White Castle fed a homeless teenager. Years later, she got married there.

“After that, whenever I was hungry, I knew where to go,” West, now 41, recalls. “Every White Castle I went to treated me the same. I got out of the laundry in their restroom and found a big bag of sliders waiting for me.
“It was a kindness that I will never forget,” she said.
About 25 years later, when she got engaged to Drew Schmitt, West said she knew exactly where she wanted their wedding: a white castle that had recently opened in Scottsdale, about 20 miles from their venue. of residence.
“We’ve eaten here at least twice a month since they opened,” West said of the 2019 opening, adding that White Castle allowed them free use of the restaurant for their wedding.
On May 5, she and Schmitt said their “yes” in a medieval-themed ceremony that included stacks of sliders for 150 guests, a giant burger-shaped cake and flowergirls who tossed dehydrated onions instead of flower petals.

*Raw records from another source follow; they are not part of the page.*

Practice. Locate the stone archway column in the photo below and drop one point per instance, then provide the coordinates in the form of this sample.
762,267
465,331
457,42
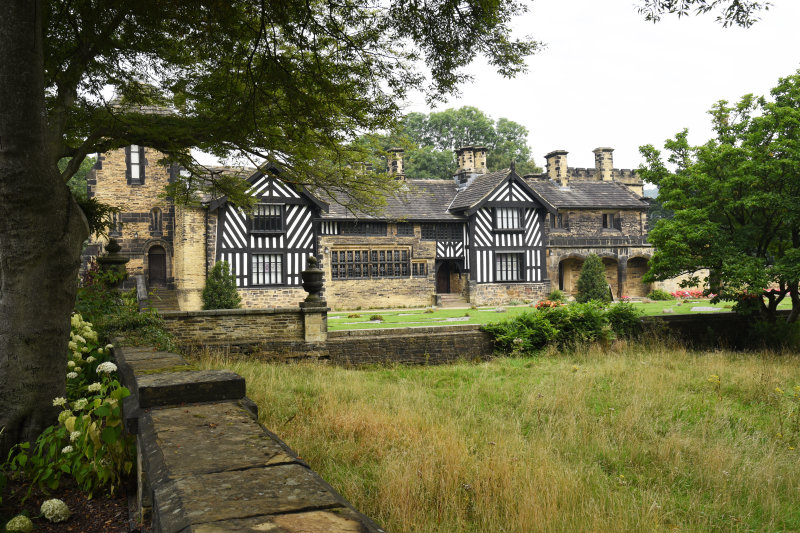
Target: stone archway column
622,275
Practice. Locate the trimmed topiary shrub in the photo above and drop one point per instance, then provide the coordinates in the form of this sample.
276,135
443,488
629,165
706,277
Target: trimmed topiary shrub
592,284
220,291
658,294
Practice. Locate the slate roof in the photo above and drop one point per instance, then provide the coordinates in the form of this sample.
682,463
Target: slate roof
423,200
587,195
478,189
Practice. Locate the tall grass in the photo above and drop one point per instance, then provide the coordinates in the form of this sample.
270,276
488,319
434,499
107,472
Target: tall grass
636,439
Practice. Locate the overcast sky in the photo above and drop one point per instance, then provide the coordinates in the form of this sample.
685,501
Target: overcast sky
608,78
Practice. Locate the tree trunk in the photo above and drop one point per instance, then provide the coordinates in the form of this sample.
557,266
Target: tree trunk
41,233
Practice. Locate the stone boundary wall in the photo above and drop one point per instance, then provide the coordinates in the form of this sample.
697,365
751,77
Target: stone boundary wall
242,326
205,464
712,330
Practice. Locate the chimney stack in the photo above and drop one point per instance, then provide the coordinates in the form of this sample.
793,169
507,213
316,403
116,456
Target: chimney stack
603,163
394,163
557,167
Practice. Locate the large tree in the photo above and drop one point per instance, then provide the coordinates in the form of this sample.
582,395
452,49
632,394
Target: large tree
735,201
283,81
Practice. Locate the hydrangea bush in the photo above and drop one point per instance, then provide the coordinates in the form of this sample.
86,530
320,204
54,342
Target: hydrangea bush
88,442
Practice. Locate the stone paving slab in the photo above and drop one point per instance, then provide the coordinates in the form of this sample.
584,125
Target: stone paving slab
341,520
191,386
163,363
206,438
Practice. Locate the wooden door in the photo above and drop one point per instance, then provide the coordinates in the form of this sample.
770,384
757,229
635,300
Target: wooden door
443,279
157,266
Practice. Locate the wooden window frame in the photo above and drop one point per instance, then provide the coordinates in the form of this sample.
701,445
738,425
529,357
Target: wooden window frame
505,263
261,270
501,219
266,221
370,263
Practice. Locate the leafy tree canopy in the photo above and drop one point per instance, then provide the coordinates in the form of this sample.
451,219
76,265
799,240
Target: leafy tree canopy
430,141
742,13
735,201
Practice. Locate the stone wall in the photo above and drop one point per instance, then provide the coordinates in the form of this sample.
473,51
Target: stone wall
232,326
380,292
190,256
503,293
268,297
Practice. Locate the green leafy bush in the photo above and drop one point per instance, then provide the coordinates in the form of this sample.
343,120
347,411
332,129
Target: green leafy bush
89,442
659,294
625,319
565,327
557,295
524,334
220,290
592,284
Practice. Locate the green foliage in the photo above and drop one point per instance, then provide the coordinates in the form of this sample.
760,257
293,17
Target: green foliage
220,290
116,313
294,95
557,295
566,327
625,319
89,442
592,284
734,201
430,141
660,294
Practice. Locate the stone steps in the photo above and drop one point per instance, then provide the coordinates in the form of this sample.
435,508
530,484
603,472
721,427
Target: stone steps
164,299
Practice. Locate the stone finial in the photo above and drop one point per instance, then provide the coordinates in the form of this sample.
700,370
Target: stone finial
603,163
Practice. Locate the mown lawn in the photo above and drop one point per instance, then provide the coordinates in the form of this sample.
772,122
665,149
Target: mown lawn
442,317
635,439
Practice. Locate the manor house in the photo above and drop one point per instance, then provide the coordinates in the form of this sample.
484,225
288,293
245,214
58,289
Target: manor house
481,238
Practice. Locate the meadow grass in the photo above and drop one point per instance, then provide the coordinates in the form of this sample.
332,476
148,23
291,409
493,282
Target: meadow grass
639,438
443,317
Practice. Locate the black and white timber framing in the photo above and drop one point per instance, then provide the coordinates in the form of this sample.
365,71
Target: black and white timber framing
275,256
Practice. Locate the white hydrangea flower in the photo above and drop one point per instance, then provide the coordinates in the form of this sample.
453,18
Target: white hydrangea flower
106,368
55,510
19,524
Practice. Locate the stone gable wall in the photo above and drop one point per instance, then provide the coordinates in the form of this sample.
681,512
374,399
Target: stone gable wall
107,183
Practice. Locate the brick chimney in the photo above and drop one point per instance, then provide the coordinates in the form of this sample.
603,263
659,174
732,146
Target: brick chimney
394,163
603,163
557,167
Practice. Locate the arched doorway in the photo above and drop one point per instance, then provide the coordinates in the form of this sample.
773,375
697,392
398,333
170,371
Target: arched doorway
443,277
569,270
634,286
157,266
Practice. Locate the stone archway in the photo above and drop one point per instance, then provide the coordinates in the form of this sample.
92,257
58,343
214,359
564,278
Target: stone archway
156,266
634,286
569,270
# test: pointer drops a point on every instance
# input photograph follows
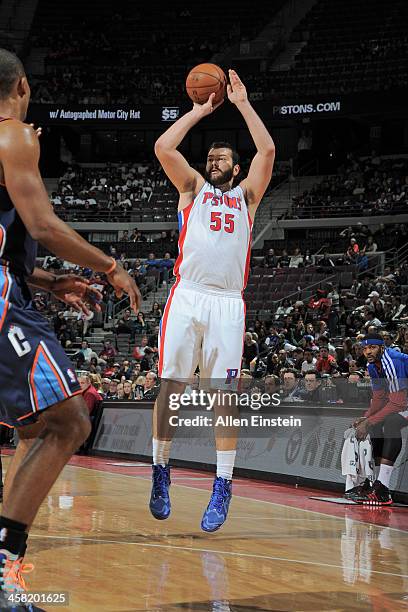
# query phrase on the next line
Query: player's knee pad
(392, 425)
(391, 448)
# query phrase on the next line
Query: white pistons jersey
(215, 240)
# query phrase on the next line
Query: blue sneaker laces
(220, 492)
(160, 481)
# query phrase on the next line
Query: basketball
(205, 79)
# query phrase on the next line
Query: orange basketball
(205, 79)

West wore a bright blue and gold ballgown with a full skirt, and Schmitt wore a kilt topped with tailored leather armor. Continuing with their royal theme, the couple wore crowns as a tattoo artist put the finishing links on their chosen Celtic ring tattoos in place of the traditional wedding rings.
“We’re so grateful to have found each other and become each other’s partners and best friends,” said Schmitt, 57, who runs a roofing business with West.
“Jamie has been through a lot of tough challenges in her life, so it’s wonderful that she’s in this happy place now,” he said.
West said she grew up in Arizona and was placed in the state’s foster care system at age 4 because her parents were struggling and couldn’t care for her.
“For eight years I was in and out of 94 foster homes – some of them were really abusive and neglectful,” she said. “When I was 12 and a half, I finally climbed out the bathroom window to escape, and I got good at hiding.”
She said she previously lived with other teenagers in a homeless camp near Arizona State University in Tempe, then hitchhiked to Southern California and ‘she had lived in beach communities with members of the Rainbow Family counterculture.
“When I had enough, I started hitchhiking all over the country,” West said. “It was quite difficult – I was abusing alcohol and drugs and I was really alone.”
She was 16 when, she says, she walked into a restaurant in White Castle for a drink of water one day in one of the many unnamed towns she had passed through. She doesn’t remember exactly where she was, she says, but she thinks she was in Kentucky or Tennessee.
“That woman who worked there said, ‘Oh, Sugar, poor thing – go clean yourself up in the bathroom,'” she recalled. “I walked in and cried, then washed up. When I came out, there were these big bags full of burgers waiting for me.”
“The lady told me they were cleaning the grill and they were going to throw it all away and she wanted me to have them,” she added. “I remember sobbing, then hugging her, grabbing the food and running away.”
“I wasn’t sure it was real,” West explained.
She said this scenario has happened many times in various white castles across the country, no matter how rough she looked when she entered.
“I’ve always been very grateful to them for treating me like a human being,” West said. “It was a brilliant place at a really bad time.”
When she was 17, West said, an aunt in Arizona took her in for a year and she was able to stop abusing illegal substances and start living a more stable life.
“She helped me get out of this street mentality that I was locked into,” West said, noting that she eventually got a job as a kennel technician at an animal shelter and was able to move on and find their own accommodation.
There were no white castles in Arizona back then, but when she traveled to states that had the burger chain, she made it a point to stop by and was happy to pay for her food now that she could afford it.
Although her mother died five years ago, West said, she was recently able to reconnect with her father and hopes to mend their relationship.
“Drew is the one who inspired me to do this,” she said of her husband.
She said it took years to put her painful past behind her, but she finally found love and acceptance after meeting Schmitt near Scottsdale in 2006.
“We were both hanging out with other football fans, and we were all together in a bar one day watching a game,” West recalled. “After our relationship broke up in 2007, Drew and I started dating.”
When White Castle opened its first Arizona location in 2019, they camped out in the parking lot to be the first inside, and have since become regulars.
In March 2020, Schmitt asked West to marry him after they were both inducted into White Castle’s Cravers Hall of Fame. at the burger chain’s headquarters in Columbus, Ohio, at a rally for the company’s biggest slider fans. West decided to publicly speak to the public about his difficult past and history with the restaurant chain.
“Jamie was on stage telling her story, and when she turned around I was on one knee with a sword, asking her to marry me,” he said. “It was pretty epic.”
The coronavirus pandemic caused them to delay their wedding plans, but the wait was worth it, West said.
As she walked up the aisle to the music of Journey’s “Don’t Stop Believin’,” “I thought of all the strangers who helped feed me and brought me to this moment,” she said of her marriage.
“I want other girls who are going through what I went through to know that it’s going to get better and that they can find hope,” West added. “I was able to free myself from the pain and be happy, and so were they.”